The musical textures are distinct, almost tactile in their clarity, weaving together elements of jazz and ambient improvisation with accents of Americana, Nordic folk, whispers of rock and post-rock, fleeting glimpses of classicism, and even echoes of hymnal reverence. The instrumentation creates a consistently organic feeling, as though the music has spontaneously grown from a crack in a stone or atop still waters. Even the choices of synthesiser sounds, for example, adhere to the overall resinous, woody and reedy sound.

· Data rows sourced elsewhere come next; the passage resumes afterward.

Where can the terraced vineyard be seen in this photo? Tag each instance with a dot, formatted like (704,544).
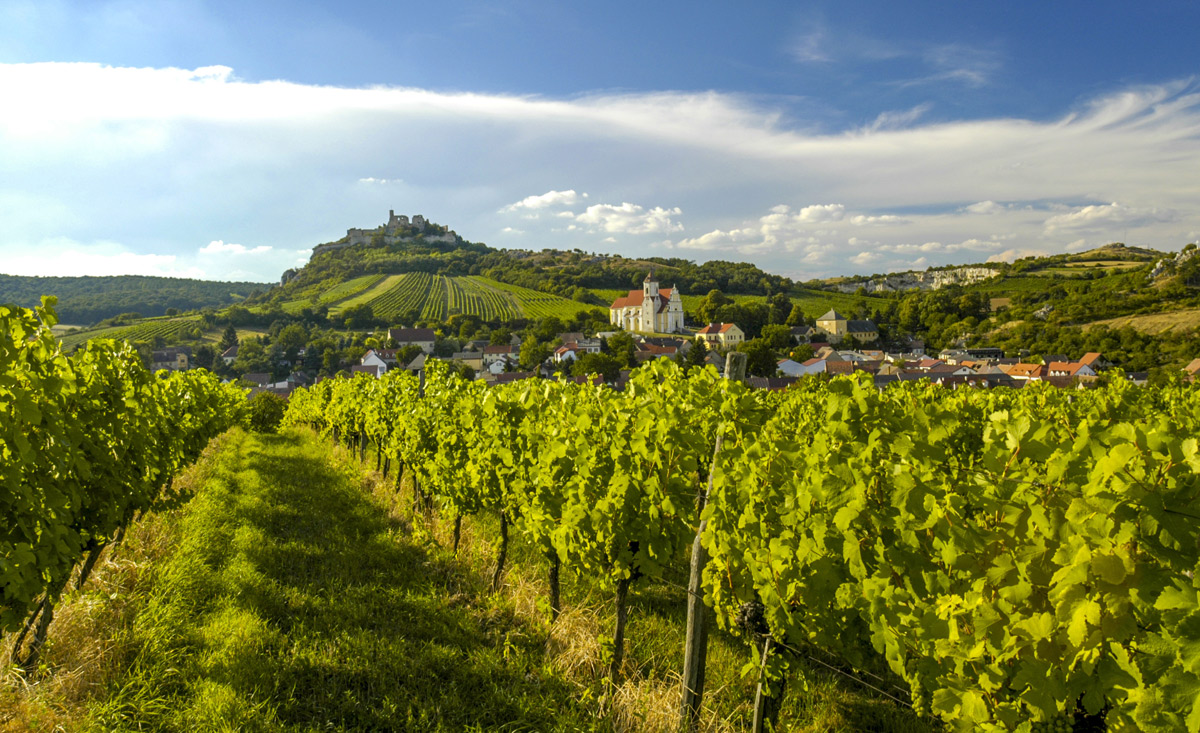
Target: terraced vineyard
(145,330)
(534,304)
(366,294)
(436,299)
(423,295)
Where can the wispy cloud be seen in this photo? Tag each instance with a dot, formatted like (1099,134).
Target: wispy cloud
(159,160)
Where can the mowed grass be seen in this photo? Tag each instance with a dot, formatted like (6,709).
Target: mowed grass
(1156,323)
(299,592)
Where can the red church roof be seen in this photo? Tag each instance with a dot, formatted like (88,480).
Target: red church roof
(634,300)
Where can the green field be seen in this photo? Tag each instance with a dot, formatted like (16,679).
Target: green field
(144,330)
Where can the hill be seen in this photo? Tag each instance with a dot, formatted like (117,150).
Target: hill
(87,300)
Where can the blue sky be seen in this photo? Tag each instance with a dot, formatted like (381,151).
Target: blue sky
(225,139)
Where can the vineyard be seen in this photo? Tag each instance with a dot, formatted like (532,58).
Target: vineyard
(89,442)
(1020,560)
(168,329)
(423,295)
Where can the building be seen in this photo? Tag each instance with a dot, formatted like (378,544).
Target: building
(419,337)
(724,335)
(837,326)
(174,359)
(651,310)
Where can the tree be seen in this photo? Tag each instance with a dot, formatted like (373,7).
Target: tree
(711,304)
(778,336)
(760,358)
(597,364)
(623,349)
(359,317)
(533,354)
(292,337)
(228,338)
(780,307)
(499,337)
(797,318)
(697,353)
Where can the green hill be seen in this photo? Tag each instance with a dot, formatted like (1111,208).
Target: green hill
(87,300)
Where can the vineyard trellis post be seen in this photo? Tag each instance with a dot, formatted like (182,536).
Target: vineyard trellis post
(696,644)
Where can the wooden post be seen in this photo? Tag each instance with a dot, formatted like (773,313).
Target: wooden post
(766,706)
(555,564)
(618,635)
(695,652)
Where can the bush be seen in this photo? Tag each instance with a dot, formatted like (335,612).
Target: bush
(267,412)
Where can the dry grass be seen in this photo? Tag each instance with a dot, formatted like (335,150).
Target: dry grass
(88,644)
(1155,323)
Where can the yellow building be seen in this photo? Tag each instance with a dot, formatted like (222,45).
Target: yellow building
(651,310)
(724,335)
(837,326)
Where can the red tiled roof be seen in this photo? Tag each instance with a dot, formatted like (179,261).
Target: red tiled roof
(634,300)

Experimental aspects are embedded deeply within the fabric of the compositions, so fully integrated that they appear as the only means by which the music could have been created. At no point is the musicality sacrificed on an altar of showmanship, but instead these less conventional techniques and sounds become powerful catalysts for expression and improvisational direction. The compositions effortlessly duck and weave, and ebb and flow through their respective soundscapes, alternating between rhythmic and harmonic complexity and simplicity as required. Each piece has its own drama to unfold, its own character, its own personal dogma. Swells and crescendos, brisk transitions between grandeur and quiet humility, dense atmospheres open from, or into, airy open spaces. Tensions build and release. Indeed, the "whimsical" of the title track points to the unifying principles of mercurial exploration, capricious invention, and endless destabilization of expectation that govern the whole project. The album feels like a fully-formed whole, where the disparity of sounds, the various rhythms, the multiple approaches to harmonic development, the structural evolutions and improvisations all coalesce into a uniquely identifiable singular form. It is an album that is courting the notion of its very own genre.